Politik ist eine Achterbahnfahrt. Gestern war Ignazio Cassis der belächelte Aussenminister, im EU-Dossier vom Gesamtbundesrat getrieben, von Bundespräsident Guy Parmelin auf dessen Brüssel-Reise daheim gelassen.

Heute wandelt derselbe Cassis selbstbewusst durch Bundesbern wie der Herr über die Gestirne.

Der anstehende Gipfel von US-Präsident Joe Biden und Kreml-Chef Wladimir Putin in Genf wird der Höhepunkt von Cassis’ Amtszeit. Der Tessiner im Glanz der Weltpolitik – das lässt den europapolitischen Knorz für eine Weile vergessen.

Der EDA-Vorsteher kann sich diesen Coup ans Revers heften; erst recht, weil die Konkurrenz in der Friedensdiplomatie so hart ist wie noch nie. Längst ist der Kalte Krieg vorbei, als sich die Schweiz aus schlechtem Gewissen wegen ihrer Nichtmitgliedschaft bei der UNO allseits als Konfliktlöser anbieten und damit dutzendfach Schutzmachtmandate sammeln konnte. Nur Erzrivale Schweden war der Alpenrepublik auf den Fersen.

Heute hat sich das Feld im Wettbewerb der Dienstboten und Mediatoren verbreitert. Der Atomdeal mit Iran wurde 2015 in Wien unterzeichnet. Die Jemen-Friedensgespräche wurden in Stockholm abgehalten. Putins denkwürdiges Treffen mit dem damaligen US-Präsidenten Donald Trump fand 2018 in Helsinki statt. Und Trumps Handschlag mit dem nordkoreanischen Diktator Kim Jong Un erfolgte in Singapur. Der Standortwettbewerb ist gnadenlos: Eben ist es dem französischen Präsidenten Emmanuel Macron gelungen, einen Teil des Fifa-Sitzes von Zürich nach Paris zu holen.

Cassis aber verfolgt sowieso eine viel weitergehende Agenda, in die der Biden-Putin-Gipfel perfekt hineinpasst: Die Schweiz soll in den UNO-Sicherheitsrat. Für Bundesbern ist das die logische Weiterführung dieser Neutralitätspolitik. Man könnte sich so noch stärker als Friedensstifter einbringen, wird argumentiert.

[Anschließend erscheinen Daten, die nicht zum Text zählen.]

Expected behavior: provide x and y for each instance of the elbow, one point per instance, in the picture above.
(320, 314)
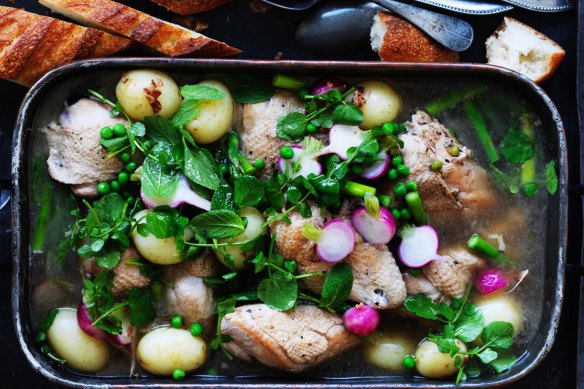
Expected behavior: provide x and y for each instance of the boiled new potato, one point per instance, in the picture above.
(501, 308)
(254, 229)
(388, 351)
(165, 349)
(81, 351)
(431, 363)
(146, 92)
(215, 116)
(156, 250)
(379, 102)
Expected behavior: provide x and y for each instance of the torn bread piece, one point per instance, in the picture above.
(31, 44)
(517, 46)
(167, 38)
(395, 39)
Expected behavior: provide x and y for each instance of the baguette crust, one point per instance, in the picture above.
(189, 7)
(403, 42)
(31, 45)
(167, 38)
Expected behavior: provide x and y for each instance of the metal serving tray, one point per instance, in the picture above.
(45, 100)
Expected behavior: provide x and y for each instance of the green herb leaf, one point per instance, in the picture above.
(279, 291)
(337, 286)
(517, 147)
(218, 224)
(201, 92)
(551, 177)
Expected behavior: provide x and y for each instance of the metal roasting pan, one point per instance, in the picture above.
(45, 100)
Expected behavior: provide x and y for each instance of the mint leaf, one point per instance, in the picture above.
(337, 286)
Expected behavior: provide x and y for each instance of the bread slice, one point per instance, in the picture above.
(189, 7)
(517, 46)
(394, 39)
(31, 45)
(164, 37)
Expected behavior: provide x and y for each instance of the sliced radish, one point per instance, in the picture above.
(378, 169)
(419, 246)
(334, 241)
(183, 195)
(342, 138)
(304, 159)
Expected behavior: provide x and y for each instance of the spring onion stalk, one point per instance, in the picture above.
(355, 189)
(451, 99)
(285, 81)
(235, 155)
(480, 127)
(414, 203)
(484, 249)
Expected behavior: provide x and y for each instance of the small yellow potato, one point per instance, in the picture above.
(159, 251)
(379, 102)
(81, 351)
(146, 92)
(388, 351)
(501, 307)
(254, 229)
(215, 116)
(165, 349)
(431, 363)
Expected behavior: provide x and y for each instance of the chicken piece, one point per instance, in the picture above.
(461, 187)
(294, 340)
(189, 297)
(75, 155)
(377, 281)
(452, 274)
(258, 129)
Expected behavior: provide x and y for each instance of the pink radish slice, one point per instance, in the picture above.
(378, 169)
(375, 230)
(342, 138)
(184, 194)
(308, 163)
(85, 323)
(361, 320)
(419, 246)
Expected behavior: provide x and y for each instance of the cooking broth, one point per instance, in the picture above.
(522, 222)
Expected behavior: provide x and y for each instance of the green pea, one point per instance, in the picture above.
(259, 164)
(436, 165)
(286, 152)
(311, 128)
(196, 329)
(178, 374)
(411, 186)
(385, 201)
(115, 185)
(409, 362)
(119, 129)
(397, 160)
(405, 214)
(131, 166)
(400, 189)
(176, 321)
(125, 157)
(103, 188)
(123, 178)
(106, 133)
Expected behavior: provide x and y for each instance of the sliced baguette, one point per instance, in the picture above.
(394, 39)
(517, 46)
(164, 37)
(189, 7)
(31, 45)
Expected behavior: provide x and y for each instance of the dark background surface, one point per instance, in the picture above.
(263, 36)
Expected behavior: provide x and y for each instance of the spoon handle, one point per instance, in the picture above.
(455, 34)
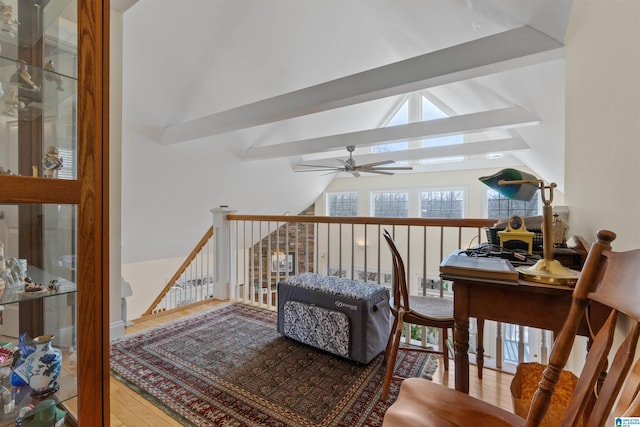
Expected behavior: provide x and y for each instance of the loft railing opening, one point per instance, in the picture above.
(243, 257)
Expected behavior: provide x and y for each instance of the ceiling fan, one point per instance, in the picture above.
(349, 165)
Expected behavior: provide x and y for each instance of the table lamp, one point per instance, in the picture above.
(518, 185)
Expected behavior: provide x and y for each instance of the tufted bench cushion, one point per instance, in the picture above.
(349, 318)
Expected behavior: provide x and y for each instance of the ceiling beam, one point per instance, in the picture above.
(511, 49)
(502, 118)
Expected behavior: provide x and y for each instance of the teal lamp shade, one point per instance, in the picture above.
(522, 191)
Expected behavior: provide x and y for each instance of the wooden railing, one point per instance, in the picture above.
(270, 248)
(192, 282)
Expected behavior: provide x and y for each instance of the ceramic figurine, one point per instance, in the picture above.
(40, 370)
(8, 23)
(52, 163)
(44, 414)
(11, 101)
(22, 76)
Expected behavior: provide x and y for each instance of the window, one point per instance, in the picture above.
(499, 206)
(400, 117)
(390, 205)
(342, 204)
(430, 111)
(441, 204)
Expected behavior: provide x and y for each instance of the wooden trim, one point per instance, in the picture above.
(93, 253)
(435, 222)
(208, 235)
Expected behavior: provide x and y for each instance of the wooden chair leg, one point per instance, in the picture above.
(393, 355)
(445, 348)
(480, 346)
(390, 340)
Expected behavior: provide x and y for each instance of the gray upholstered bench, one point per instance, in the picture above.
(349, 318)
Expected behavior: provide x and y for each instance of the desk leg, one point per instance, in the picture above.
(480, 346)
(461, 346)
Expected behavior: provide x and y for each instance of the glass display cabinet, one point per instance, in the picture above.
(54, 210)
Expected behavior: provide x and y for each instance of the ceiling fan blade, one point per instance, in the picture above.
(379, 171)
(381, 163)
(331, 170)
(317, 166)
(392, 168)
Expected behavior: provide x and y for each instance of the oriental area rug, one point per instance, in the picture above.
(229, 366)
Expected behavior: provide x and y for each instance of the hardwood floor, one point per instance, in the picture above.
(131, 410)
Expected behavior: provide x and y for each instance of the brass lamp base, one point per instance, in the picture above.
(550, 272)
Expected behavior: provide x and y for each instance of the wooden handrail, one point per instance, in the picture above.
(205, 239)
(433, 222)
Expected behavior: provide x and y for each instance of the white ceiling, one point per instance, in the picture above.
(230, 71)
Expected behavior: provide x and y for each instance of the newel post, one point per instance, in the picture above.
(224, 254)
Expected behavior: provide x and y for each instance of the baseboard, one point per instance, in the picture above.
(116, 329)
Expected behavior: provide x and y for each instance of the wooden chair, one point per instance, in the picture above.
(418, 310)
(609, 278)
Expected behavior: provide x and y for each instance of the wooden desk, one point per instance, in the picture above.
(522, 303)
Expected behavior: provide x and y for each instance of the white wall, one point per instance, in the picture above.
(602, 146)
(147, 280)
(115, 161)
(603, 118)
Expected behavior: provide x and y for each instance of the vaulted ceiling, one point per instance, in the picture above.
(255, 87)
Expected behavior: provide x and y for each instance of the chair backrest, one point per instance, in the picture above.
(612, 280)
(399, 288)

Doch das droht sich als fataler Trugschluss zu entpuppen. Im Sicherheitsrat wird mit anderen Bandagen gekämpft: Taktierende Grossmächte belohnen Diktaturen, schonen Kriegsparteien und blockieren Resolutionen. Entscheide, die Bürgern einer freien Demokratie kaum zu vermitteln sind. Und mittendrin die neutrale Eidgenossenschaft?

«A plus for peace», lautet Cassis’ Motto für die Kandidatur, ein Plus für den Frieden. Doch ein Sitz im UNO-Sicherheitsrat wäre ein Minus für die Schweiz. Es ist zu hoffen, dass der Aussenminister angesichts des Erfolgs von Genf besonnen bleibt.